天空是低垂的铅灰色,偶尔漏下些吝啬的光,也是无精打采的、冷冰冰的。
这样的日子,人便格外地恋着屋子里那一点点暖。
我常常坐在书桌前,眼睛倦了,便无意识地望向那扇朝南的窗。
窗玻璃上蒙着一层薄薄的水汽,将外面那个黯淡、濡湿的世界,晕染得愈发朦胧而不真切了。
就在这朦胧的背景里,一团红静静燃烧着,它蓬勃、娇怯却异常鲜明地亮在那里。
那是一盆“仙客来”。
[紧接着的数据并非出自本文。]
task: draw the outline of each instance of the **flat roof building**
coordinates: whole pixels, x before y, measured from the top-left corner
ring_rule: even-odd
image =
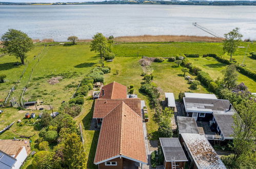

我几乎记不清它是何时来到这窗台上的,许是某个秋日的午后,我从市集上带回来的。
那时它只是疏疏地缀着几个花苞,像个怕生的孩子,羞怯地藏在肥圆的叶丛底下。
绿叶是深沉的墨绿,肥厚而圆实,带着蜡质的光泽,一片挨着一片,层层叠叠地簇拥着,倒像一把把撑开的小伞,护卫着中央那即将到来的奇迹。
那花儿开得甚是别致。几支纤长的花茎,从叶丛的中心,以一种不容置疑的、向上的姿态挺伸出来,细弱,却极有筋骨。
茎的顶端,花儿便蓦地垂下了头,不是衰败的垂,而是一种优雅的、谦逊的低回,像极了旧时仕女微微欠身的礼节。
那花瓣是向后反卷着的,边缘镶着一圈若有若无的、更深的绯色,于是整朵花便成了一簇小小的、倒挂着的火焰,又像是一只敛翅静立的鹤,那修长的茎便是它亭亭的颈。
它幽幽地立在窗台之上,不声不响地举着自己的红,自己的热烈,与窗外那无边无际的、不动声色的灰,沉默地对峙着。
家里也因了这鲜艳的红,而有了勃勃生机。

夜里,下起了雨。不是夏日的滂沱,是淅淅沥沥的冬雨。
我关了灯,房间里只有远处街灯一点昏黄的光,漫过窗棂,淡淡地敷在桌上、墙上,也敷在那盆仙客来上。
黑暗与寂静放大了雨声,也放大了那团红的印象。
它此刻不再是一朵具体的花,而是一点浓缩的、温热的魂,在广漠的寒夜与冷雨里,固执地亮着。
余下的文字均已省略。